Carved in Stone at the Post Office

Brian Burrell's The Words We Live By: The Creeds, Mottoes, Oaths, and Pledges That Have Shaped Our Nation (Free Press, $26) is an engaging omnium-gatherum…

Brian Burrell's The Words We Live By: The Creeds, Mottoes, Oaths, and Pledges That Have Shaped Our Nation (Free Press, $26) is an engaging omnium-gatherum of words to reckon with, ranging from the solemn creed of the Elvis Presley Impersonators Association to the inscription on the statue of the Minute Man in Concord, Massachusetts. Burrell pays due homage to Charles W. Eliot, president of Harvard.

"Like very few men of his generation, Eliot's accomplishments still resonate in American life while drawing little attention to his name, which is how he would have wanted it," writes Burrell. "A public man in the most noble sense of the term, he had a vision not just for Harvard, but for American society as a whole, and he communicated this vision partly by example, and partly through his writings. Ironically, what would prove to be his most enduring legacy started out as nothing more than an interesting diversion, albeit one he took very seriously...

"Part of Eliot's duties as a college president involved writing introductory remarks for invited speakers and brief words of praise for honorary degree recipients. These compositions, much like ancient Greek epitaphs, constitute a demanding and precise literary genre, and Eliot excelled at it. He possessed a talent for writing simple yet effective words, and because of this reputation he was asked in 1877 to provide an appropriate inscription for a Civil War memorial being built on the Boston Common.

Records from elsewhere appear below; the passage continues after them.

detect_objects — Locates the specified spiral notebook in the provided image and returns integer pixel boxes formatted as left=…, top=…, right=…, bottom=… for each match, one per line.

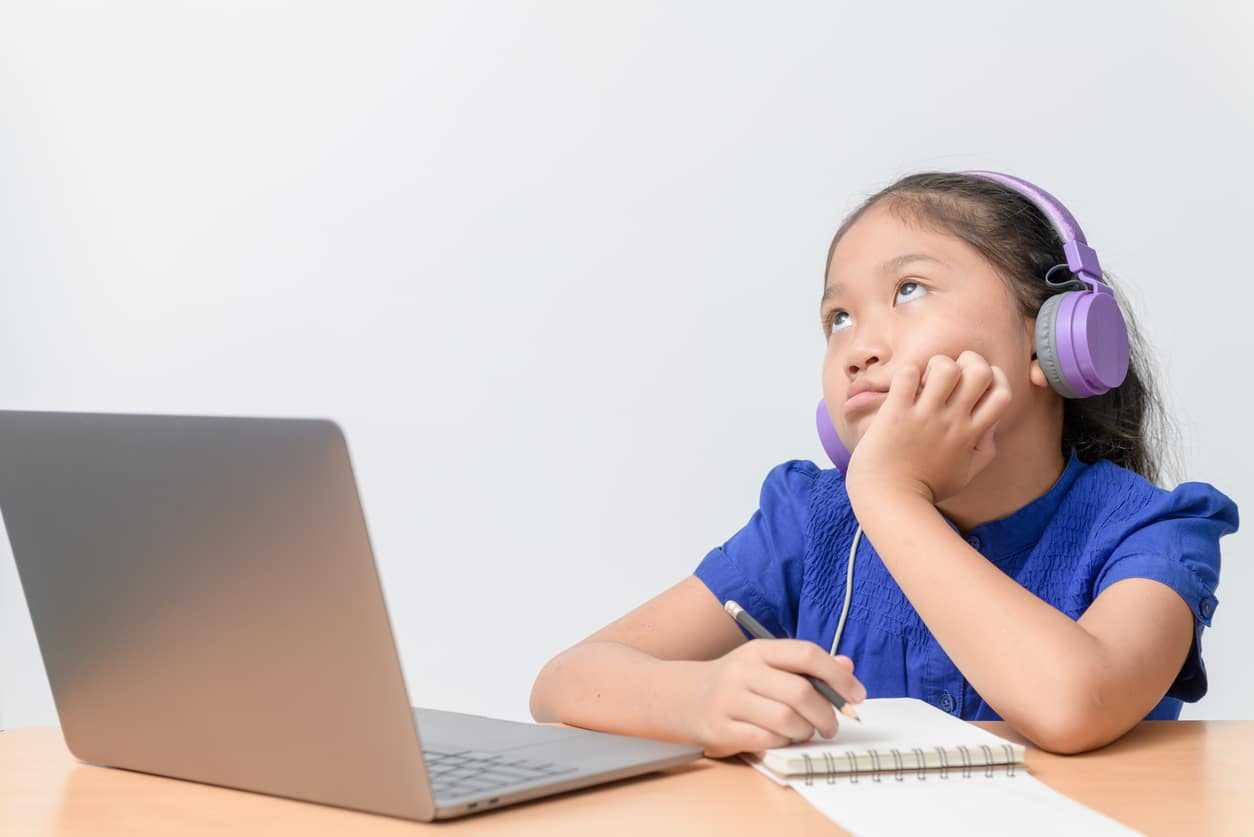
left=742, top=698, right=1142, bottom=837
left=749, top=697, right=1024, bottom=778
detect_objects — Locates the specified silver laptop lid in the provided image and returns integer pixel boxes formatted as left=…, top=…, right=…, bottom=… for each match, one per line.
left=0, top=411, right=434, bottom=821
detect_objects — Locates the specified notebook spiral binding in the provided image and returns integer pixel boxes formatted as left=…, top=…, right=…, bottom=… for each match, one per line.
left=799, top=743, right=1020, bottom=787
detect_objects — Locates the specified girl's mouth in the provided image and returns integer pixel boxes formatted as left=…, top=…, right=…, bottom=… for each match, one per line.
left=843, top=390, right=887, bottom=416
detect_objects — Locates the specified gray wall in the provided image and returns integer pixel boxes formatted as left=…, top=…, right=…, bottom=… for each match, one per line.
left=2, top=1, right=1250, bottom=730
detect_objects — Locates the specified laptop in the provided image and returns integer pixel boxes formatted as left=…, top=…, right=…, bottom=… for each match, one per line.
left=0, top=410, right=703, bottom=820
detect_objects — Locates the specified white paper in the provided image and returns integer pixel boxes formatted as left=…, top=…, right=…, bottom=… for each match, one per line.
left=789, top=768, right=1144, bottom=837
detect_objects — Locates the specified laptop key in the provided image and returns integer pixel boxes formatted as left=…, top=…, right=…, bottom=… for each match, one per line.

So successful was this venture that other requests began to pour in, and Eliot found yet another educational outlet available to him."

One request came from William Kendall, A.B. 1876, a protégé of architect Charles McKim and the principal designer of the New York Post Office. As Burrell explains in an endnote, Kendall wrote Eliot and asked him to provide an inscription for the building. " 'The long inscription for the frieze over the colonnade we thought might be some general statement about the importance of the postal service in the progress of civilization.'...Eliot declined the offer, citing other obligations and pointing out that he had just completed the inscriptions for the Washington, D.C., post office."

Kendall decided to fashion an inscription himself. Inspiration struck while he was reading Herodotus, volume 4, book 8, verse 98, a passage that refers to Persian couriers. Writes Burrell, "As translated by A.D. Godley, it reads: 'It is said that as many days as there are in the whole journey, so many are the men and horses that stand along the road, each horse and man at the interval of a day's journey, and these are stayed neither by snow nor rain nor heat nor darkness from accomplishing their appointed course with due speed.'"

"Kendall was dissatisfied with all of the translations he could find," Burrell writes. "He went so far as to consult his former classics professor at Harvard, who suggested 'Nor snow, nor rain, day's heat, nor gloom hinders their speedily going on their appointed rounds.'

"In the end, Kendall wrote out his own translation. By some accounts, he was more thrilled with the inscription than with the design of the building itself."